Ōe Kenzaburō was a major figure in contemporary Japanese literature. He was renowned for his writings that dealt with socio-political and philosophical issues, such as nuclear weapons and existentialism. Several of his novels covered the effect of World War II on Japan, influenced by Ōe’s post-World War II generation.
Ōe Kenzaburō was a leading figure in Japanese literature because of his unwavering political views that incorporated into his writing. Let’s take a look at his life and accomplishments to celebrate the 29th anniversary of the announcement of Ōe Kenzaburō winning the Nobel Prize in Literature.

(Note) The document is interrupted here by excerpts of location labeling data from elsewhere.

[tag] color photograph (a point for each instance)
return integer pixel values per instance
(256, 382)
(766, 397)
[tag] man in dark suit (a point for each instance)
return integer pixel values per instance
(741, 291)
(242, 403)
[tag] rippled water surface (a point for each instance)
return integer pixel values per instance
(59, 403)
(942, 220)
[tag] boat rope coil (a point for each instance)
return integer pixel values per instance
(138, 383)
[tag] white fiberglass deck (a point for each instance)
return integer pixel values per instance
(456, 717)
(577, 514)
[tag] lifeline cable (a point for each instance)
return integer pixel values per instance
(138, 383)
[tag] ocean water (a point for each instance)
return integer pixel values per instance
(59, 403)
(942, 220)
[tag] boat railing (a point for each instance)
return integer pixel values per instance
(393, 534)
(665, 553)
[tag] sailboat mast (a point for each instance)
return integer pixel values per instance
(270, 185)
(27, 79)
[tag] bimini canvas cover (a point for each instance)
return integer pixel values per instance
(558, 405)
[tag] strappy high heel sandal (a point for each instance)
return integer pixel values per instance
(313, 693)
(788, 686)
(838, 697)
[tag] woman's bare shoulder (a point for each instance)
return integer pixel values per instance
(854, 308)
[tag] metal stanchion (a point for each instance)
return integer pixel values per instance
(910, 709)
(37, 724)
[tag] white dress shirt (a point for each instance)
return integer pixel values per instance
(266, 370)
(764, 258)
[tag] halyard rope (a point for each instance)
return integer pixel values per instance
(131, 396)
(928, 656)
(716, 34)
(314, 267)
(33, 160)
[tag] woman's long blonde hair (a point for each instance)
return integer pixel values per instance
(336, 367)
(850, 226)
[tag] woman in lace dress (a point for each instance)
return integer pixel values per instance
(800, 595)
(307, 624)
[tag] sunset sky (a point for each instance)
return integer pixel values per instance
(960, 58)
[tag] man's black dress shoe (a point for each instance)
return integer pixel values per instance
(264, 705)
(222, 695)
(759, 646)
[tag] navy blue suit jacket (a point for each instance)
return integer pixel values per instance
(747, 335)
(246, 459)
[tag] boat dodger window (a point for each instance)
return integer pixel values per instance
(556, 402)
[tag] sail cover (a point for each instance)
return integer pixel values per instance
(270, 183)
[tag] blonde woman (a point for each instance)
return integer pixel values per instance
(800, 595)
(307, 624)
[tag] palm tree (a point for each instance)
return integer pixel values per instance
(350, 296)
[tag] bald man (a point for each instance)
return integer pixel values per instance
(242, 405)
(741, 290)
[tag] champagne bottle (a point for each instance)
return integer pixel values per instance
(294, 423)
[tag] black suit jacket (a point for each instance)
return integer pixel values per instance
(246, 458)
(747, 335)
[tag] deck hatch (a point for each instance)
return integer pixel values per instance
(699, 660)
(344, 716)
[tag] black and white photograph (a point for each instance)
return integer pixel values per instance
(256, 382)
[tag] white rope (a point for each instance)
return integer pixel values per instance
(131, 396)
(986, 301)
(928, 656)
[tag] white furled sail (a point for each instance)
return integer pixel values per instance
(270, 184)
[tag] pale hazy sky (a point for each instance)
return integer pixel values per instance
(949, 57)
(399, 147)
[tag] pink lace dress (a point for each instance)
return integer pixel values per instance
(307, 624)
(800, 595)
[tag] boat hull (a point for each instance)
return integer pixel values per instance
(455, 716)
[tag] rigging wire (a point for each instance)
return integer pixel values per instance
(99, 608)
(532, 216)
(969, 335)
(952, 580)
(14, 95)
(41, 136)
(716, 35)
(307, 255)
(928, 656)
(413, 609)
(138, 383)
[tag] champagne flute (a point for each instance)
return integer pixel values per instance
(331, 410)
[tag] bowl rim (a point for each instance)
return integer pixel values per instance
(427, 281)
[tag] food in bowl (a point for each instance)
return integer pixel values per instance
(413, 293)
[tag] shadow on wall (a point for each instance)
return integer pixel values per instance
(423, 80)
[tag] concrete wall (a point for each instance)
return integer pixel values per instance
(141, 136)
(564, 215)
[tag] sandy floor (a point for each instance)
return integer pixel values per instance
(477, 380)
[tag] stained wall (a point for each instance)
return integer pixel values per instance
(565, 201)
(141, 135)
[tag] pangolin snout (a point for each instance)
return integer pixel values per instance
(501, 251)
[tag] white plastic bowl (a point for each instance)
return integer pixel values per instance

Ōe Kenzaburō was born in 1935 to a wealthy Japanese family. He attended school and university in Japan, where at the latter, he would draw much inspiration from French and American literature. He published his first piece in 1957, the short story Shisha no ogori (Lavish Are the Dead). In the following years, he would write several more short stories, as well as novels and essays focusing on the occupation of Japan or the aftermath of World War II on Japan.
Ōe took inspiration from current political events happening in Japan at the time, like in his novella Seventeen and The Death of a Political Youth, both of which drew inspiration from the 1960 assassination of Inejirō Asanuma, Japan Socialist Party chairman. These novellas spurred death threats from far-right supporters, one of whom later assaulted Ōe when he gave a speech at Tokyo University.
Alongside his politics, Ōe’s works also commonly incorporate his strong sense of family. Several of his books feature a character based on his son, Hikari. The characters Ōe made in the likeness of his son are often disabled in some way, a nod to how Hikari was diagnosed as autistic and developmentally disabled when he was born. Ōe’s most popular book, A Personal Matter, is a fictional rendition of Ōe’s own journey being a father to a disabled son. With each appearance Hikari makes in his father’s works, it’s clear that Ōe is reminding himself as much as the reader that his son is as human as anyone else, even if he is sometimes harder to reach.
Ōe Wins Nobel Prize in Literature
The Swedish Academy announced Ōe as the winner of the 1994 Nobel Prize in Literature on October 13, 1994. On their selection of Ōe for the award, the academy described him as “[who with] poetic force creates an imagined world, where life and myth condense to form a disconcerting picture of the human predicament today.” Ōe was the second Japanese writer to receive the Nobel Prize in literature, the first being Yasunari Kawabata in 1968.
Although the academy praised many of Ōe’s works in their nomination of him, they regarded his novel The Silent Cry as his masterpiece. The Silent Cry follows two brothers as they return to their home village. Each brother grapples with his own demons while together they suffer underneath the weight of siblings’ mysterious deaths and the legacy of their great-grandfather’s political heroism. The novel encompasses several themes frequent in Ōe’s writing, like grief and uniting against an oppressive political force.
[Ōe] with poetic force creates an imagined world, where life and myth condense to form a disconcerting picture of the human predicament today.The Swedish Academy on awarding Ōe
In the same year, he won the Nobel Prize, Ōe was also chosen to receive Japan’s Order of Culture, an award given to recipients who contribute significantly to “Japan’s art, literature, science, technology, or anything related to culture in general.” Ōe declined the Order of Culture because he refused to accept any award or title that was bestowed by Japan’s emperor.
Ōe’s last novel, Bannen Yoshikishu (roughly translated to “Yoshimitsu in later years” in English), was released is 2013. Although this work marked the end of his writing career, he remained politically active and acted as an inspiration and advocate for Japanese literature until his death on March 23, 2023.
Despite making a literary career out of discussing post-World War II Japan, Ōe Kenzaburo was equally admired and resented in his native country. Many critics disparaged his writing for its clear Western influences, even though his stories centered around Japan and Japanese culture. He also received backlash for his status amongst Japan’s postwar youth, which he gained by encouraging his readers to question the motivations of authority.
But for every critic he endured, there was a person to give praise. Ōe’s writing may be controversial, but it is also undoubtedly human, encompassing the messy, complex situations that all humans encounter in their lifetimes. Ōe’s legacy stems from not just his prose or political views but also his accurate depiction of humanity that captures the good, the bad, and all the complex parts in between.